The Hybrid Sensor Bus is a space-borne temperature monitoring system for telecommunication satellites com bining electrical and fiber-optical Fiber Bragg Grating (FBG) sensors. Currently, there is no method available for testing the functionality and robustness of the system without setting up an actual sensor-network implying numerous FBG sensors in which each has to be heated/cooled individually. As a verification method of the mentioned system, FBG reflection based scanning laser interrogator, an FBG emulator is implemented to emulate the necessary FBG sensors. It is capable of immediate emulation of any given FBG spectrum, thus, any temperature.

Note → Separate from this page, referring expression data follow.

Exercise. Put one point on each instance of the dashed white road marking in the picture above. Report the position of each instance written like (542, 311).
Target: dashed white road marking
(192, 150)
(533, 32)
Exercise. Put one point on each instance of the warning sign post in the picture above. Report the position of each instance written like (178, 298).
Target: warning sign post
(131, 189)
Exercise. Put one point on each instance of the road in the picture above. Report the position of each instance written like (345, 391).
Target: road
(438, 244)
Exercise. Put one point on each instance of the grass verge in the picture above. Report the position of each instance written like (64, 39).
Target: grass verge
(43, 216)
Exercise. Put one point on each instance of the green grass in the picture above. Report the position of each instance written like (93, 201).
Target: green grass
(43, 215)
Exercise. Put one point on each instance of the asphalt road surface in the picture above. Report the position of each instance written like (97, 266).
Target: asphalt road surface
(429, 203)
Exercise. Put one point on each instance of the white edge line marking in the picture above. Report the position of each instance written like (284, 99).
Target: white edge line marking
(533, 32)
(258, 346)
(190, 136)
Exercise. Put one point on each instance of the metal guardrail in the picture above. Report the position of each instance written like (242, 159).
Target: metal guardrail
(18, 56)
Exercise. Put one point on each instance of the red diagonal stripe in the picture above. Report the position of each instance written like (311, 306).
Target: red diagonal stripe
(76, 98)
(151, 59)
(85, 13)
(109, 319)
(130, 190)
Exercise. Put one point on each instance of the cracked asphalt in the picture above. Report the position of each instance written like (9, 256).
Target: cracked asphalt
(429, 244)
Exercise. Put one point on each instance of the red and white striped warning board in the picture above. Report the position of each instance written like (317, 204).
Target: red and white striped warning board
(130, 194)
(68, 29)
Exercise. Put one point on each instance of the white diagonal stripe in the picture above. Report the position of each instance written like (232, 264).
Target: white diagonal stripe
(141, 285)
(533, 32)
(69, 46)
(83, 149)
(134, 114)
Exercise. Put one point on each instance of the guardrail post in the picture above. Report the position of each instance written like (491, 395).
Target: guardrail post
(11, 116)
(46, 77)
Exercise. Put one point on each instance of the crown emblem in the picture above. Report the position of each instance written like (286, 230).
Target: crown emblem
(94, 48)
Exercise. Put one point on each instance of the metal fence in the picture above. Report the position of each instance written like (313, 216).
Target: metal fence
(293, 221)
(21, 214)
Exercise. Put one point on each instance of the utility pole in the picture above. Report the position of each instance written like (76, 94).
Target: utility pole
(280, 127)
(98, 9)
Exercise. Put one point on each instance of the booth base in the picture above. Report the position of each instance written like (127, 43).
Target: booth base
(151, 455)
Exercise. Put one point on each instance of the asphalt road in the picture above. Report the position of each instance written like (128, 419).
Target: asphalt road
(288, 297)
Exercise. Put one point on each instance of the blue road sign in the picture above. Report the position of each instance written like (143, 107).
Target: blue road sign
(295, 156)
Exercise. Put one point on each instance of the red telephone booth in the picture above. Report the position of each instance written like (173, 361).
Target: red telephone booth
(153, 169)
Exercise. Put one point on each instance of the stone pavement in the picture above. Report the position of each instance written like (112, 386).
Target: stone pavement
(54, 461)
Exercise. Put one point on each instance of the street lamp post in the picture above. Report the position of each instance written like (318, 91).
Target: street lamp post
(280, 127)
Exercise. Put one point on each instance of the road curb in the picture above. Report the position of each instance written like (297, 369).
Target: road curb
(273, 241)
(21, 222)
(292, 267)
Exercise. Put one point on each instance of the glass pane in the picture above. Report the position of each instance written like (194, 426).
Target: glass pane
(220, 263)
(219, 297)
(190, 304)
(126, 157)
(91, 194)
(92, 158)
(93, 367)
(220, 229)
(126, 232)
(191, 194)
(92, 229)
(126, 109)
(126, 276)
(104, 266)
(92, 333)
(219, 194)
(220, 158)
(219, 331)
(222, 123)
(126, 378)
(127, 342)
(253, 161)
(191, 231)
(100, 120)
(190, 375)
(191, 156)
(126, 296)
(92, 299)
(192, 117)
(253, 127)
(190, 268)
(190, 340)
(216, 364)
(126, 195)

The concept provides advantages like emulating different kinds of FBGs with any peak shape, variable Bragg-wavelength λB, maximal-reflectivity τmax, spectral-width and degradation characteristics. Further, it facilitates an efficient evaluation of different interrogator peak-finding algorithms and the capability of emulating up to 10000 sample points per second is achieved. In the present paper, different concepts will be discussed and evaluated yielding to the implementation of a Variable Optical Attenuator (VOA) as the main actuator of the emulator. The actuator choice is further restricted since the emulator has to work with light in unknown polarization state. In order to implement a fast opto-ceramic VOA, issues like temperature dependencies, up to 200 V driving input and capacitive load have to be overcome. Furthermore, a self-calibration procedure mitigates problems like attenuation losses and long-term drift.